Le printemps 2025 continue de faire parler de lui sur les comebacks musicaux des plus inattendus. Ici, on vous parle de Car Seat Headrest qui n’a plus publié de disques depuis la pandémie avec leur précédent disque nommé Making A Door Less Open (chroniqué ici) qui a énormément divisé car il n’est clairement pas à la hauteur de ses précédents œuvres. Suite à cela, Will Toledo a connu de graves soucis de santé à cause du COVID. Et durant ce laps de temps, la concurrence s’était fortement accrue avec des nouveaux venus comme le groupe Geese qui semblait récupérer le territoire. Mais c’est sans compter sur un des songwriters de sa génération qui signe son très grand retour avec son treizième album du nom de The Scholars.
Pour leur grand retour, Car Seat Headrest compte voir les choses en grand en se lançant dans un rock opéra. Fortement inspiré des légendaires Sgt. Peppers de The Beatles, Tommy de The Who ou encore Ziggy Stardust de David Bowie, The Scholars viendra nous transporter vers une épopée médiévale où deux écoles (école de clowns et université) s’affrontent sous un fond de remise en cause de leur foi et d’autres questionnements existentiels. Très vite, on rentre dans le cœur de l’action avec « CCF (I’m Gonna Stay With You) » brouillant volontairement les pistes entre les accents Americana et d’autres plus rock avec toute l’intensité vocale de Will Toledo qui nous a tant manqué avant d’enfoncer le clou avec un « Devereaux » beaucoup plus downtempo et « Lady Gay Approximately » plus langoureux et plus acoustique n’hésitant pas à dévoiler sa large palette d’émotions.
S’éloignant définitivement des expérimentations électroniques et synthétiques en demi-teinte de Making A Door Less Open, Car Seat Headrest revient à ses premiers amours en appuyant sur le curseur opéra-rock avec des moments de bravoure.

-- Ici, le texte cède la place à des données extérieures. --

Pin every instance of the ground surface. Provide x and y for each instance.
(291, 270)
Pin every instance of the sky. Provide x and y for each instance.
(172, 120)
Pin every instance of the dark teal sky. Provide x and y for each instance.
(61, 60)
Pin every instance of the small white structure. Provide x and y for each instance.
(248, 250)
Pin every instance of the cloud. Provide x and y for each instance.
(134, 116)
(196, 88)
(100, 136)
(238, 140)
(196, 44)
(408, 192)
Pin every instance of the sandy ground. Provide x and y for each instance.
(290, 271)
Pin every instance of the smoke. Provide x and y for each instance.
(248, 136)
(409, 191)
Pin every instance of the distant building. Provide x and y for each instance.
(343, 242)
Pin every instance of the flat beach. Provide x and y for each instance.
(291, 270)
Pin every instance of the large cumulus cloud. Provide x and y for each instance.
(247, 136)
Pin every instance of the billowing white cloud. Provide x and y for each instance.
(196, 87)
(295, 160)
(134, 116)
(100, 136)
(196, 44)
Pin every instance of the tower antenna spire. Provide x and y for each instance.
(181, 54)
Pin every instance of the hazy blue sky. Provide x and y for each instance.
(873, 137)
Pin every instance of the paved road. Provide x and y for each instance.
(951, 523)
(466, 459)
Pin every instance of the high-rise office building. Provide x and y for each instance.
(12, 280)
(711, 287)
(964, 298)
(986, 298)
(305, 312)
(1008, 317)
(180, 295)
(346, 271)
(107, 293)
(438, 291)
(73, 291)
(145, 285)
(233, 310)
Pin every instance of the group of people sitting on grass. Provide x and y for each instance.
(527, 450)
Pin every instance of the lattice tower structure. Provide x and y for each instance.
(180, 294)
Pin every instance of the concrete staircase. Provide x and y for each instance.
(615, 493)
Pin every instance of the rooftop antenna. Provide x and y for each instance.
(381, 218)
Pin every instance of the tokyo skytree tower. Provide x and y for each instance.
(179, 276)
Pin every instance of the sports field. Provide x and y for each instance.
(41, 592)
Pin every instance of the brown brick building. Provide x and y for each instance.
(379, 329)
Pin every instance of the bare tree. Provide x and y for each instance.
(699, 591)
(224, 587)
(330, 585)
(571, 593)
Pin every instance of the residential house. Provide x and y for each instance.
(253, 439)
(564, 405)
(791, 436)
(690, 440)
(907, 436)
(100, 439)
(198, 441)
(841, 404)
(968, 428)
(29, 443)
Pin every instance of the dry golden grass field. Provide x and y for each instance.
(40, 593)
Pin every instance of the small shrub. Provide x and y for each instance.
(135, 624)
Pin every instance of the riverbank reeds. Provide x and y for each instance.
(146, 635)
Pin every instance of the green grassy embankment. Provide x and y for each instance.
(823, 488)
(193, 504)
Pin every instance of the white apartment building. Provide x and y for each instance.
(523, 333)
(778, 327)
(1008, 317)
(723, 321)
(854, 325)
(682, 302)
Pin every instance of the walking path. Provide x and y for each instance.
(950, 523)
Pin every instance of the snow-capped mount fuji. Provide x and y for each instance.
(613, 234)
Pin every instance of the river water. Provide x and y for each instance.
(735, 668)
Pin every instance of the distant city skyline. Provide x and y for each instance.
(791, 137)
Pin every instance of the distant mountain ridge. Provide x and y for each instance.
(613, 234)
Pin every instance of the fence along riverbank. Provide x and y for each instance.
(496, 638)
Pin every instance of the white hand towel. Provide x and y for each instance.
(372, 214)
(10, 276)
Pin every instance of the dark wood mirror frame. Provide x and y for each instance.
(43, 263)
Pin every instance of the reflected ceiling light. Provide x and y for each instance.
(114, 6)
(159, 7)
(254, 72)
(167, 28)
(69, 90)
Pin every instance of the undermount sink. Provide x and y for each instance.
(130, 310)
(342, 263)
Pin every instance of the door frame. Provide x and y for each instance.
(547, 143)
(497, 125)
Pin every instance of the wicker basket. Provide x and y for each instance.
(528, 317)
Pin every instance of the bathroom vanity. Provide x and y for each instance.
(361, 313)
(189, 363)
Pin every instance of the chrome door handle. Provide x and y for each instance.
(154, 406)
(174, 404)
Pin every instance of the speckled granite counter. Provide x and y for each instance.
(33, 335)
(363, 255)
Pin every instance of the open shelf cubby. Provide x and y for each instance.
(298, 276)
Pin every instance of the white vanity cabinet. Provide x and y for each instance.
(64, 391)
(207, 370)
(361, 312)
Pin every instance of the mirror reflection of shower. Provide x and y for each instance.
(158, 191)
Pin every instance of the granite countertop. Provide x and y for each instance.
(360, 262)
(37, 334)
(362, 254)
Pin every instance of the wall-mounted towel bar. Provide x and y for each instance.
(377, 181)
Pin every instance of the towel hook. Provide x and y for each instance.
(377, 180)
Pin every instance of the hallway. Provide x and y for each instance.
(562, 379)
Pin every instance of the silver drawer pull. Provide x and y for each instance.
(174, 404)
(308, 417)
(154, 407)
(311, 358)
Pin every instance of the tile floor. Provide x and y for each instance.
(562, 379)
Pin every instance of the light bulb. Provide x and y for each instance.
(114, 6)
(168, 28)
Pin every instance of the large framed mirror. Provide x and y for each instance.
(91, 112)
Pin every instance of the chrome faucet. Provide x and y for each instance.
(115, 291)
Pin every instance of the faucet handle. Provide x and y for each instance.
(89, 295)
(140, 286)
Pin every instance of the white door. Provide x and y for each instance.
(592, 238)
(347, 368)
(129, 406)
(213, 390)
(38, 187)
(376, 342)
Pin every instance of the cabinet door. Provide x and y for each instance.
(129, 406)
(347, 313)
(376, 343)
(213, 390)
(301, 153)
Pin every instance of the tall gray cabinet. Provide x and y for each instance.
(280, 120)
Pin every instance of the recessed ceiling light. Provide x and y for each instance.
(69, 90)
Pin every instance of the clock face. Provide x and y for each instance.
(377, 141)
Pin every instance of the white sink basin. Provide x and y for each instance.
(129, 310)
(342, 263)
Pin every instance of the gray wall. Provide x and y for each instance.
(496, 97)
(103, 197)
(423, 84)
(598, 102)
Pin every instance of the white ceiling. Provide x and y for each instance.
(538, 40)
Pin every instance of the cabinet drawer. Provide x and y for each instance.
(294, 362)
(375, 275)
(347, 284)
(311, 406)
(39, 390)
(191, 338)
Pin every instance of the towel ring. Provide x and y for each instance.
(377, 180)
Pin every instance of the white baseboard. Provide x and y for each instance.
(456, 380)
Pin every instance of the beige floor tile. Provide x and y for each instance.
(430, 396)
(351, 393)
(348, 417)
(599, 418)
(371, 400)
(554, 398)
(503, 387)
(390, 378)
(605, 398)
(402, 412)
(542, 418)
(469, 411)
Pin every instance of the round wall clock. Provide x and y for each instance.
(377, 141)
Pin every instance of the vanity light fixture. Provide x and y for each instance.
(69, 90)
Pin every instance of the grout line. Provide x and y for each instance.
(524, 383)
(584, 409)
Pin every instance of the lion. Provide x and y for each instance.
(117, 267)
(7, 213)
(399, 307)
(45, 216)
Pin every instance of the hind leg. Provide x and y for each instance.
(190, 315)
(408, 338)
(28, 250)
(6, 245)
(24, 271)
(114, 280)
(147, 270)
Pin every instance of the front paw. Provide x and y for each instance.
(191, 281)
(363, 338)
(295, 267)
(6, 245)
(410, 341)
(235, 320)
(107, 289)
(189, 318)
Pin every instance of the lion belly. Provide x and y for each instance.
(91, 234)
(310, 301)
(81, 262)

On en veut pour preuve le fiévreux « The Catastrophe (Good Luck With That, Man) » idéal pour les mosh pits en concert avant de prendre des ascensions beaucoup plus prog avec le gargantuesque « Gethsemane » où la construction musicale complexe rappelle quelque peu « Drunk Drivers/Killer Whales » dans l’âme. Et plus on avance dans le storytelling de The Scholars, plus on plonge dans le psyché des protagonistes notamment sur les épiques « Reality » et « Planet Desperation » visant les 19 minutes où Will Toledo et Ethan Ives (qui, soyons honnêtes, n’atteindra pas réellement le pic émotionnel de l’interprétation contrairement à la tête pensante du groupe même si il s’en tire avec les honneurs) se partagent le micro tandis qu’ils raconteront une attaque de clowns qui survient après l’accident presque mortel du directeur de l’université Hyacinth et qui contemple la destruction de son bahut. L’intensité du storytelling tout comme cette complexité musicale aura de quoi nous prendre aux tripes.
Il manquera plus qu’une conclusion post-punk qu’est l’incisif « True/False Lover » pour clôturer cette grande épopée absolument dantesque. Je vais être très honnête: Car Seat Headrest signe un retour en force avec The Scholars surtout après une longue période d’absence mais je regrette quelque peu l’aspect lo-fi de ses grands classiques que furent Teens Of Denial et Twin Fantasy. L’opéra-rock de The Scholars, bien que réussie, est notable pour ce côté bien trop lisse et ce concept un peu trop grandiloquent et peu abouti au niveau de la narration par moments. Mais il n’empêche que Will Toledo renait de ses cendres et rappellera au monde pourquoi il reste un des songwriters de génie de ces dix dernières années et il ne compte pas se reposer sur ses lauriers.